En effet, on jeta le grappin à la vieille cale ; Lahoul aida ses passagères à sauter à terre, puis :

« Laissez vos bagages, mamzelle, dit-il obligeant, je les porterai ce soir au château.

— Non, non, observa l’arrivante, je suis trempée, j’ai besoin de suite de mes bagages ; prends-les, Michelle. »

L’ordre était inutile, la fillette, rechargée, montait déjà la pente abrupte qui mène en ville. Cet exercice d’ailleurs lui était on ne peut plus salutaire après la transition glaciale de l’air vif du large.

Le crépuscule avait gagné la côte, la haute mer seule gardait la clarté des nuages du couchant. Au bord de la route, les chalets se piquaient de lumières et en passant devant la Roussalka, l’enfant leva les yeux.
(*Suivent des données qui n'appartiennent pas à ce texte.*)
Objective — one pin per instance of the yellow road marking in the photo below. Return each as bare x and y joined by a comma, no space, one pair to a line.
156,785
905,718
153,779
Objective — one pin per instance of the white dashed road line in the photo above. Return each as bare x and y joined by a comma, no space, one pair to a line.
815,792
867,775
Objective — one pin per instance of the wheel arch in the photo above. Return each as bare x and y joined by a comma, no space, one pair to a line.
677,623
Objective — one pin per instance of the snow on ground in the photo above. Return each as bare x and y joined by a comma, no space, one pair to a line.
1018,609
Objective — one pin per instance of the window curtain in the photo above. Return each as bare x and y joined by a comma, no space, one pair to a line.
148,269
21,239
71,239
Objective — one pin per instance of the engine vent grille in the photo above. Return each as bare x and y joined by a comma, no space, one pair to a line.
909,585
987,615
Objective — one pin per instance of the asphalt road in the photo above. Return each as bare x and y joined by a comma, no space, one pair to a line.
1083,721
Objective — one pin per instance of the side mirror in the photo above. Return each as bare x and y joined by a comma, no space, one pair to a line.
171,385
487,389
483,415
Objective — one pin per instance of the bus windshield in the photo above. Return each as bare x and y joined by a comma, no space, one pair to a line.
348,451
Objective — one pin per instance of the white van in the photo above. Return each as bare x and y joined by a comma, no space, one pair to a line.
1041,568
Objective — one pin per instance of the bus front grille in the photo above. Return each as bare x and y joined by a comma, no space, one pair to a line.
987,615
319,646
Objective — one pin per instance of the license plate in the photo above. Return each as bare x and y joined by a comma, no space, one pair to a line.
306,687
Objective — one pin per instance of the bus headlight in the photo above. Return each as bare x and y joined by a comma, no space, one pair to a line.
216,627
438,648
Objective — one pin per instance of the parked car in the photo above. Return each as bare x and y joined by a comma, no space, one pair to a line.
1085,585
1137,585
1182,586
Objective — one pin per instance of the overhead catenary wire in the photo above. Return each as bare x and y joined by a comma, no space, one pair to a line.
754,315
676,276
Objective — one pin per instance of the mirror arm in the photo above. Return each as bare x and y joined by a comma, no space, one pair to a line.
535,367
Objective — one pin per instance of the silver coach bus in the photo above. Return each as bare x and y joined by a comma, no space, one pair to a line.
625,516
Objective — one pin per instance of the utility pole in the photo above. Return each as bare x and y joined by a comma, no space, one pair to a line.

Sur la véranda, abritée par une cloison vitrée, une grande lampe voilée d’un immense abat-jour épandait sa lueur autour d’une petite table chargée de tasses et de flacons. Trois personnes se tenaient autour. C’étaient deux hommes et une femme vêtue d’une vaporeuse toilette blanche. Leur causerie semblait joyeuse, ils souriaient gaiement.

Comme les deux voyageuses passaient au ras de la grille, l’un des hommes se leva brusquement, vint sur le perron, et, accoudé à la rampe de granit, il suivit longtemps des yeux la marche falote des deux femmes.